石清水社(下)

石清水は、厳冬にも凍らず大旱にも涸れない霊泉として、八幡五水(男山五水)−石清水・筒井・藤井・山ノ井・閼伽井−の中でも特に尊ばれ、往古より皇室及び将軍家の御祈祷に当たってはこの霊水を山上の本宮に献供するのを例としました−その際、神前に供された石清水を「御香水」といいます−。その霊水を湛える泉殿(神水舎)から、右に目を向けると、石垣の上に朱塗の垣が廻り、中央の石段上には格子引戸、その奥に桧皮葺流造の一間社が建っています。
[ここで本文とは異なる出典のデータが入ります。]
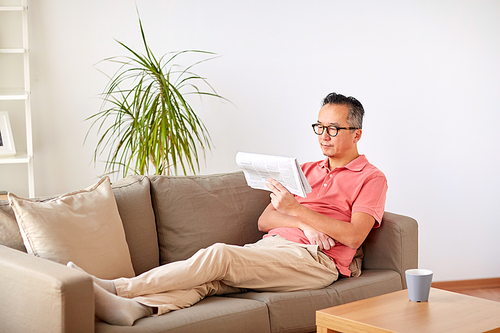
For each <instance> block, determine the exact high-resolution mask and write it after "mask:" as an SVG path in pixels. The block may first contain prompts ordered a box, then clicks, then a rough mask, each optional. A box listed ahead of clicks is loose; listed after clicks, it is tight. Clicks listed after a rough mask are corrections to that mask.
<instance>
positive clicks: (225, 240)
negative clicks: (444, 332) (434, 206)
mask: <svg viewBox="0 0 500 333" xmlns="http://www.w3.org/2000/svg"><path fill="white" fill-rule="evenodd" d="M111 188H112V193H113V196H114V198H113V200H114V202H116V207H117V209H118V212H119V217H120V222H121V223H122V226H123V232H124V235H125V239H126V244H127V246H128V251H129V258H130V259H127V260H130V262H131V264H132V267H133V274H140V273H142V272H144V271H147V270H149V269H151V268H154V267H157V266H159V265H163V264H166V263H169V262H173V261H177V260H183V259H186V258H188V257H189V256H191V255H192V254H193V253H195V252H196V251H197V250H199V249H201V248H205V247H207V246H210V245H212V244H214V243H217V242H221V243H228V244H236V245H243V244H246V243H252V242H255V241H257V240H259V239H261V238H262V235H263V234H262V233H261V232H260V231H259V230H258V229H257V220H258V217H259V215H260V214H261V213H262V211H263V210H264V208H265V207H266V206H267V205H268V204H269V200H270V199H269V192H267V191H262V190H255V189H252V188H250V187H248V186H247V184H246V182H245V178H244V175H243V173H241V172H234V173H225V174H215V175H207V176H182V177H180V176H129V177H127V178H125V179H122V180H120V181H118V182H116V183H114V184H113V185H112V186H111ZM70 195H71V194H70ZM51 200H52V201H51ZM54 200H55V201H57V200H59V199H57V198H56V199H54V198H39V199H36V200H33V201H36V202H39V203H41V204H43V203H50V202H53V201H54ZM49 213H53V210H52V211H51V212H49ZM49 222H50V221H49ZM83 223H84V222H79V225H81V224H83ZM49 224H50V223H49ZM58 228H60V229H64V228H62V227H58ZM23 237H24V236H23V235H22V233H21V232H20V227H19V225H18V223H17V221H16V215H15V213H14V211H13V207H12V206H11V205H9V202H8V201H6V200H3V201H0V297H1V302H0V332H23V333H24V332H51V333H54V332H68V333H69V332H71V333H75V332H99V333H112V332H151V333H152V332H204V333H206V332H238V333H242V332H259V333H264V332H313V331H315V329H316V326H315V311H316V310H319V309H323V308H328V307H332V306H336V305H339V304H344V303H348V302H353V301H357V300H360V299H364V298H368V297H374V296H378V295H381V294H385V293H390V292H394V291H397V290H401V289H404V288H406V283H405V278H404V272H405V270H406V269H410V268H416V267H418V266H417V265H418V257H417V243H418V242H417V222H416V221H415V220H414V219H412V218H410V217H407V216H403V215H398V214H394V213H389V212H386V213H385V214H384V217H383V221H382V225H381V227H380V228H378V229H373V230H372V231H371V232H370V234H369V235H368V238H367V239H366V241H365V242H364V244H363V246H362V249H359V250H358V253H357V257H356V258H355V260H353V263H352V267H353V270H354V271H356V269H355V268H356V267H357V268H358V269H360V270H358V271H357V274H356V275H359V276H358V277H349V278H341V279H340V280H338V281H336V282H334V283H333V284H332V285H330V286H328V287H326V288H323V289H320V290H304V291H297V292H255V291H251V290H249V291H246V292H242V293H235V294H229V295H222V296H210V297H207V298H205V299H203V300H202V301H200V302H199V303H197V304H195V305H194V306H192V307H190V308H186V309H180V310H177V311H172V312H169V313H167V314H164V315H161V316H153V317H148V318H142V319H139V320H137V321H136V322H135V323H134V325H133V326H130V327H125V326H113V325H109V324H107V323H104V322H101V321H99V320H97V319H96V318H95V315H94V298H93V297H94V296H93V285H92V281H91V279H90V278H89V277H88V275H86V274H84V273H82V272H79V271H78V270H75V269H71V268H68V267H67V266H66V265H65V262H56V261H54V260H48V259H46V258H44V257H43V256H40V255H39V254H35V255H33V254H28V253H26V252H27V247H26V245H29V246H31V245H30V244H26V243H25V242H23ZM75 238H77V237H75ZM75 242H76V240H75ZM69 246H71V242H70V244H69ZM114 248H115V246H114V245H111V243H110V244H109V245H108V247H107V248H106V249H107V250H109V251H110V252H111V251H112V249H114ZM100 256H101V257H100V258H103V260H105V259H104V258H105V257H106V254H104V255H103V254H100ZM99 260H100V259H99ZM113 260H114V259H113ZM361 263H362V266H361ZM106 265H107V266H113V265H112V264H106ZM290 279H293V276H290Z"/></svg>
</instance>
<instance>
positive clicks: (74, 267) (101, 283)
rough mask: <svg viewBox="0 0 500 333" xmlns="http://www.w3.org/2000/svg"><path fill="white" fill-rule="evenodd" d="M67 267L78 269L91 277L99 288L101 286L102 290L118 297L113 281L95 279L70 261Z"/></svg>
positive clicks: (72, 262)
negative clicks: (70, 267) (104, 290)
mask: <svg viewBox="0 0 500 333" xmlns="http://www.w3.org/2000/svg"><path fill="white" fill-rule="evenodd" d="M66 266H68V267H71V268H74V269H77V270H79V271H81V272H83V273H85V274H87V275H89V276H90V277H91V278H92V280H93V281H94V283H96V284H97V285H98V286H100V287H101V288H103V289H104V290H106V291H107V292H110V293H112V294H114V295H116V287H115V283H114V282H113V281H111V280H104V279H99V278H98V277H95V276H93V275H91V274H89V273H87V272H85V271H84V270H83V269H82V268H80V267H78V266H77V265H75V263H74V262H72V261H69V262H68V263H67V264H66Z"/></svg>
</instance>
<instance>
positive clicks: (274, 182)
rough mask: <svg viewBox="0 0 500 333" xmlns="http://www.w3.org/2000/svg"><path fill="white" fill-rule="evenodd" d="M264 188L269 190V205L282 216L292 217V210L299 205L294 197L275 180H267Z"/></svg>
mask: <svg viewBox="0 0 500 333" xmlns="http://www.w3.org/2000/svg"><path fill="white" fill-rule="evenodd" d="M267 181H268V182H267V183H266V186H267V187H268V188H269V189H270V190H271V192H272V193H271V203H272V204H273V207H274V208H275V209H276V210H277V211H278V212H280V213H282V214H287V215H293V210H294V209H295V208H296V207H297V206H298V205H300V204H299V202H298V201H297V200H296V199H295V197H294V196H293V195H292V194H291V193H290V192H288V190H287V189H286V188H285V187H284V186H283V185H281V183H279V182H277V181H276V180H274V179H272V178H269V179H268V180H267Z"/></svg>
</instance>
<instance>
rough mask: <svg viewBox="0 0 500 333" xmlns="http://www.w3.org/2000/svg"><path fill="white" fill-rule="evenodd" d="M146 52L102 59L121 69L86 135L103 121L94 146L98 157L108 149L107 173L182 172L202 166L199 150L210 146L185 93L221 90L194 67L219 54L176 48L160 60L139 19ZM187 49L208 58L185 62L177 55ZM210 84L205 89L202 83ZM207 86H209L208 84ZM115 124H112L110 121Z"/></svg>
mask: <svg viewBox="0 0 500 333" xmlns="http://www.w3.org/2000/svg"><path fill="white" fill-rule="evenodd" d="M139 26H140V30H141V35H142V41H143V44H144V48H145V54H141V53H139V52H136V51H134V50H133V49H132V48H130V47H128V46H127V45H125V44H123V43H121V42H119V41H117V42H118V43H119V44H120V45H122V46H123V47H124V48H125V49H126V50H128V51H129V52H130V55H129V56H126V57H112V58H107V59H104V60H103V61H111V62H115V63H118V64H119V65H120V66H119V69H118V70H117V71H116V73H115V74H114V75H113V76H111V77H109V78H110V81H109V83H108V85H107V86H106V88H105V90H104V92H103V94H102V95H103V104H102V105H101V109H100V111H99V112H98V113H96V114H94V115H92V116H91V117H89V118H87V119H86V120H93V122H92V125H91V126H90V129H89V131H88V132H87V136H86V138H85V139H87V138H88V135H89V133H90V131H91V130H92V128H93V127H94V126H98V129H97V132H98V135H99V136H100V138H99V141H98V144H97V146H96V148H95V151H94V162H96V161H97V158H98V156H100V155H102V154H104V153H105V152H107V154H108V155H107V159H106V166H105V170H106V173H108V174H111V173H117V172H120V170H121V171H122V176H123V177H126V176H127V174H129V173H130V172H133V173H134V174H153V173H154V174H158V175H164V174H172V171H173V173H175V174H177V172H178V167H179V166H180V167H181V168H182V171H183V173H184V174H185V175H186V174H187V173H188V172H189V171H192V172H193V173H196V172H197V171H199V157H198V150H201V151H202V152H203V157H205V151H206V150H207V149H208V150H211V147H212V143H211V138H210V135H209V133H208V130H207V129H206V127H205V125H204V124H203V122H202V121H201V120H200V119H199V118H198V116H197V115H196V113H195V112H194V110H193V108H192V107H191V105H190V104H189V103H188V101H187V100H186V98H185V96H186V95H193V94H194V95H199V96H200V97H201V96H202V95H206V96H212V97H216V98H219V99H225V98H223V97H222V96H220V95H218V94H217V93H216V92H215V90H214V89H213V87H212V86H211V85H210V84H209V83H208V82H207V80H206V79H205V78H203V77H201V76H199V75H197V74H195V73H193V72H192V68H193V67H194V66H196V65H198V64H200V63H202V62H205V61H208V60H210V59H213V58H214V56H213V55H214V54H213V53H211V52H206V51H199V50H186V51H179V52H171V53H167V54H165V55H164V56H163V57H161V58H159V59H157V58H156V57H155V56H154V54H153V52H152V51H151V49H150V47H149V46H148V44H147V42H146V36H145V34H144V29H143V27H142V22H141V20H140V18H139ZM186 53H197V54H201V55H203V56H206V58H204V59H202V60H200V61H197V62H195V63H194V64H192V65H190V66H188V67H185V68H184V69H183V68H182V67H181V66H179V65H177V64H175V63H174V60H176V59H177V58H178V57H180V56H182V55H184V54H186ZM199 84H202V85H203V86H204V87H205V89H206V90H205V91H204V90H201V89H200V88H199ZM207 87H208V89H207ZM109 123H111V125H107V124H109Z"/></svg>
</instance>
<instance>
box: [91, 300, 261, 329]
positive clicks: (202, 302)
mask: <svg viewBox="0 0 500 333" xmlns="http://www.w3.org/2000/svg"><path fill="white" fill-rule="evenodd" d="M95 332H96V333H121V332H130V333H134V332H136V333H142V332H150V333H163V332H165V333H166V332H168V333H184V332H190V333H220V332H238V333H253V332H259V333H266V332H269V314H268V311H267V306H266V304H265V303H262V302H259V301H254V300H245V299H232V298H226V297H218V296H212V297H209V298H206V299H204V300H202V301H200V302H199V303H197V304H195V305H194V306H192V307H190V308H187V309H181V310H177V311H173V312H170V313H167V314H164V315H161V316H157V317H149V318H143V319H139V320H137V321H136V322H135V323H134V326H131V327H126V328H124V327H123V326H112V325H108V324H106V323H103V322H99V323H96V326H95Z"/></svg>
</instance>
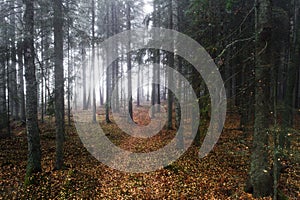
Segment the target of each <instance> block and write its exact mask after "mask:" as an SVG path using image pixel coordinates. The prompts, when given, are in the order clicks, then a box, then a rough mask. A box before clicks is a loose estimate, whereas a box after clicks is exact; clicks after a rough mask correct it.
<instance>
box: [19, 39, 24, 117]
mask: <svg viewBox="0 0 300 200" xmlns="http://www.w3.org/2000/svg"><path fill="white" fill-rule="evenodd" d="M23 49H24V48H23V42H22V41H21V42H18V65H19V73H18V74H19V81H20V85H19V96H20V119H21V120H22V121H25V95H24V68H23V53H24V52H23Z"/></svg>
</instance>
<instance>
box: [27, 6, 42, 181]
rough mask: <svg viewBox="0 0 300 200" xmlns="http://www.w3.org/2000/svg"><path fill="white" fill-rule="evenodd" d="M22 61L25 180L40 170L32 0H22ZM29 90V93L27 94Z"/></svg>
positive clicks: (40, 152)
mask: <svg viewBox="0 0 300 200" xmlns="http://www.w3.org/2000/svg"><path fill="white" fill-rule="evenodd" d="M24 4H25V14H24V24H25V27H24V61H25V78H26V91H27V95H26V129H27V141H28V162H27V170H26V180H29V177H30V176H31V175H32V173H35V172H38V171H41V169H42V168H41V146H40V135H39V128H38V117H37V81H36V68H35V64H34V38H33V37H34V1H32V0H24ZM29 92H30V94H29Z"/></svg>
周囲の木々の緑に映え、社殿の朱の色が目に鮮やかなのは、平成7年12月に修復工事を終えた、ということにもよるでしょう(泉殿の修復はその翌年の平成8年11月に竣工)。因に、石清水八幡宮の摂社は8、末社は10を数えますが、この御社は摂社の一つです。摂社とは、旧官国弊社において、本社に縁故の深い神を祀る本社配下の小規模神社−本社祭神の后神・御子神を祀る神社、本社の旧跡に祀る神社、本社の荒魂や地主神を祀る神社等−をいい、上下関係で見れば、本社と末社(本社配下にある摂社以外の小社)の中間に位置する。例祭日は10月15日、御祭神は「天地初発」の時、最初に出現した神として『古事記』冒頭に登場する「天之御中主神(あめのみなかぬしのかみ)」です。但し、『古事記』等の古典に記載された特定の神名を各社の御祭神に宛てるようになったのは、おそらく中世以降のことで、大昔には社殿も存在せず、ただ「石清水に坐す神」として崇められていたものでしょう。